Марина скакала вокруг, выпрыгнула в сени, впрыгнула обратно, со смехом ежась от холода, и, остро почувствовав детским сознанием неловкость, повисшую в воздухе, громко сказала:
— мама, ну чего ты застыла? иди примеряй платье!
папа шикнул на нее за испорченный сюрприз, но Нина Петровна уже ускользнула за печку и задвинула шторку из старой простыни, несколько раз одернув ее. все ждали. девочки сидели на табуретках, одна смирно затаившись, другая — болтая ногами в теплых носках. Саша наблюдал, как потрескивают их румяные щеки в смешавшемся воздухе, словно догоняемые уличным морозом. он несколько раз поднимал глаза на кухонную лампочку, что едва заметно раскачивалась, потом снова опускал: Марина болтала ногами и, иногда касаясь носками пола, наполняла комнату почти неслышным звуком «тщ». у него были безотчетные ожидания от этого платья. смутные бесформульные надежды. он стал ковырять дырочку на скатерти, замечая, как волокна расходятся одно за другим и под ними появляется кусочек деревянного стола. а если взять и за ниточку долго-долго тянуть, отойти до сеней, а потом и на улицу выйти и пешком дойти до буровых, глядишь, хватит одной нитки, и скатерть распустится. и пока он будет идти, скатерть медленно будет исчезать, растворяясь с тихим «тщ». там на буровых он отпустит эту ниточку, разожмет указательный и большой пальцы, на которых уже даже появится крохотная вмятинка от долгого контакта с кончиком нити, и она упадет на снежную землю, теряясь. а он пойдет дальше, сквозь лес, и что-то с ним будет — там.

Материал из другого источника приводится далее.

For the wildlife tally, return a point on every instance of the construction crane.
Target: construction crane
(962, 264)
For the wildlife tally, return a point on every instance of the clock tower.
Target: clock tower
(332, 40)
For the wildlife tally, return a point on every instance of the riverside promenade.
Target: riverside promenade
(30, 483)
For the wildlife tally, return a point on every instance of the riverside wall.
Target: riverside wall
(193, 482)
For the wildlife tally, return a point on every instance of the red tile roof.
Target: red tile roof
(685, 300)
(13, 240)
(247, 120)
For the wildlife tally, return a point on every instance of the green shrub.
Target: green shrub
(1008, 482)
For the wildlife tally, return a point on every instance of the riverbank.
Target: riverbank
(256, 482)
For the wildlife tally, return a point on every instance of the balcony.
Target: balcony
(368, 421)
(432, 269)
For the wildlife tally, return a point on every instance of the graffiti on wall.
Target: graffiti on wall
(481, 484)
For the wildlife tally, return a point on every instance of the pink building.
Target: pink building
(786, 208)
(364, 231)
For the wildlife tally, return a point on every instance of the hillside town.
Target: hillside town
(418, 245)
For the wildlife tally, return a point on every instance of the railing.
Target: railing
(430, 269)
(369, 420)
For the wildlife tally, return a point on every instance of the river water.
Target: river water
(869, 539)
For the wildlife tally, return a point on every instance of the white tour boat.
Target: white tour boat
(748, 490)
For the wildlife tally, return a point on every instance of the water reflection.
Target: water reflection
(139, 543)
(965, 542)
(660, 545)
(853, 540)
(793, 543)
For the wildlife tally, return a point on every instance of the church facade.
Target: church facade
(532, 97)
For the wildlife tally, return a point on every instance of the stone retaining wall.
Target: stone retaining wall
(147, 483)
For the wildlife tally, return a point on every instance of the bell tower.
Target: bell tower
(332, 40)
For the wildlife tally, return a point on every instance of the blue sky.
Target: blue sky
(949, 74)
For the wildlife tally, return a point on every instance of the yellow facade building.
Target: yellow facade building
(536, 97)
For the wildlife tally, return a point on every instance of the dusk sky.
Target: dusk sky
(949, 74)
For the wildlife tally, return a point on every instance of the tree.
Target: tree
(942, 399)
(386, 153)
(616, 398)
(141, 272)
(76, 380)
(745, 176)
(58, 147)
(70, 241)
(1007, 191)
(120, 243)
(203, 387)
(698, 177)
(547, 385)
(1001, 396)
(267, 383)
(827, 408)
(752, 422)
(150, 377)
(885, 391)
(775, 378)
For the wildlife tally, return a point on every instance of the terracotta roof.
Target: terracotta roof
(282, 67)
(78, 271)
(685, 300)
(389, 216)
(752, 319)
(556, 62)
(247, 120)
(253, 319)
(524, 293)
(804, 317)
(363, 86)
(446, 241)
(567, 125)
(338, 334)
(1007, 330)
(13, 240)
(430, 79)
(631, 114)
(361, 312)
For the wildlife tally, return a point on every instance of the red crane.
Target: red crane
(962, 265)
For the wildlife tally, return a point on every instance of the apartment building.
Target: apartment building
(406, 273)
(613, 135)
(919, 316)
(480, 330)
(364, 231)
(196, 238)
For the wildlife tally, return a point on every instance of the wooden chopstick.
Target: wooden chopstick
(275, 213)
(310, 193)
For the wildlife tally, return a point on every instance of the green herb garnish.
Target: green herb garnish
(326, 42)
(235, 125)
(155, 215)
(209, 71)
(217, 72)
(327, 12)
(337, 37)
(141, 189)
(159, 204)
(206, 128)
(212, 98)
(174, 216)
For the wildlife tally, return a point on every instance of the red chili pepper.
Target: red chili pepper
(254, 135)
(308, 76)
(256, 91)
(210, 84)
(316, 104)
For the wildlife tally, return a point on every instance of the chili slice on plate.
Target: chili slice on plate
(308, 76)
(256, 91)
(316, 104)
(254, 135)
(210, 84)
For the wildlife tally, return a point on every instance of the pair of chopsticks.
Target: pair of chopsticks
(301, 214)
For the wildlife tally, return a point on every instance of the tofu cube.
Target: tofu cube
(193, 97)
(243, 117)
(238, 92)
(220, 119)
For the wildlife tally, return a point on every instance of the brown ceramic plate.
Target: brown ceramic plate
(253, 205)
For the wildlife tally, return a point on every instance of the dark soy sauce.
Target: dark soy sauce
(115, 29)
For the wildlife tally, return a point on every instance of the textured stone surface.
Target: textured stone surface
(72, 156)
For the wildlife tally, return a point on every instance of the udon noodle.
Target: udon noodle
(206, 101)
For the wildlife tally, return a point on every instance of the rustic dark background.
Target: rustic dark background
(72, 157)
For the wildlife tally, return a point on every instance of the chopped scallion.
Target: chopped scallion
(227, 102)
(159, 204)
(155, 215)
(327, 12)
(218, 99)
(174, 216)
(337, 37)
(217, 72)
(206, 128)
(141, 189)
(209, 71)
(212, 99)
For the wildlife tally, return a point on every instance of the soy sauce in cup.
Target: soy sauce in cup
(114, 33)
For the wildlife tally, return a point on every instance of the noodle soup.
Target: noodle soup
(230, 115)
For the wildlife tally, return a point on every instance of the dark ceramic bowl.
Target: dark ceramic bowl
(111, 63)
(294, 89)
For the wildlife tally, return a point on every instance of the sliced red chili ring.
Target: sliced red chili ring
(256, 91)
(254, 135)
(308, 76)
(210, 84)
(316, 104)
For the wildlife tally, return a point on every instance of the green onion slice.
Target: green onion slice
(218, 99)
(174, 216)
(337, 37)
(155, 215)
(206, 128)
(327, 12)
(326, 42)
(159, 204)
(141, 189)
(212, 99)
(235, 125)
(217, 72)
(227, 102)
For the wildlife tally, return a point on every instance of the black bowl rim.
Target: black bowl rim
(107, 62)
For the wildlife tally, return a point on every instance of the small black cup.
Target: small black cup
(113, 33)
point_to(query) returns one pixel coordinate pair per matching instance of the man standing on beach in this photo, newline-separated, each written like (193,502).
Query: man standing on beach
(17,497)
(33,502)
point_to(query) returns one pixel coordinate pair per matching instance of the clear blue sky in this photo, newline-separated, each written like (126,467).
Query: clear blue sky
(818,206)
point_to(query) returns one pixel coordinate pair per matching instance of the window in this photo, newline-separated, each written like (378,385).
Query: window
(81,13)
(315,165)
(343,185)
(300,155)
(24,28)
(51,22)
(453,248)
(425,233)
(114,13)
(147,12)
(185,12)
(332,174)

Саша был погружен в глубокую тишину комнаты. за печкой не шумело. время растянулось. не прошло и пяти минут, как ушла Нина, но ни шорох лент, ни хруст оберточной бумаги не сбили с комнаты легкой поволоки напряжения.
— Нина, ну ты где там? — повысил он голос.
она не ответила. тогда Марина, почему-то с легкой опаской, обошла печь и заглянула за шторку. она увидела маму сидящей на полу, с вытянутыми ногами, на коленях сверток. руки ее прилежно лежали на полу. она не двигалась, опустив глаза.
— мама?
Нина подняла голову, улыбнулась и спросила:
— что такое, Мариночка?
— ты когда платье будешь мерить?
— я пока что… пока что не буду… я сейчас приду.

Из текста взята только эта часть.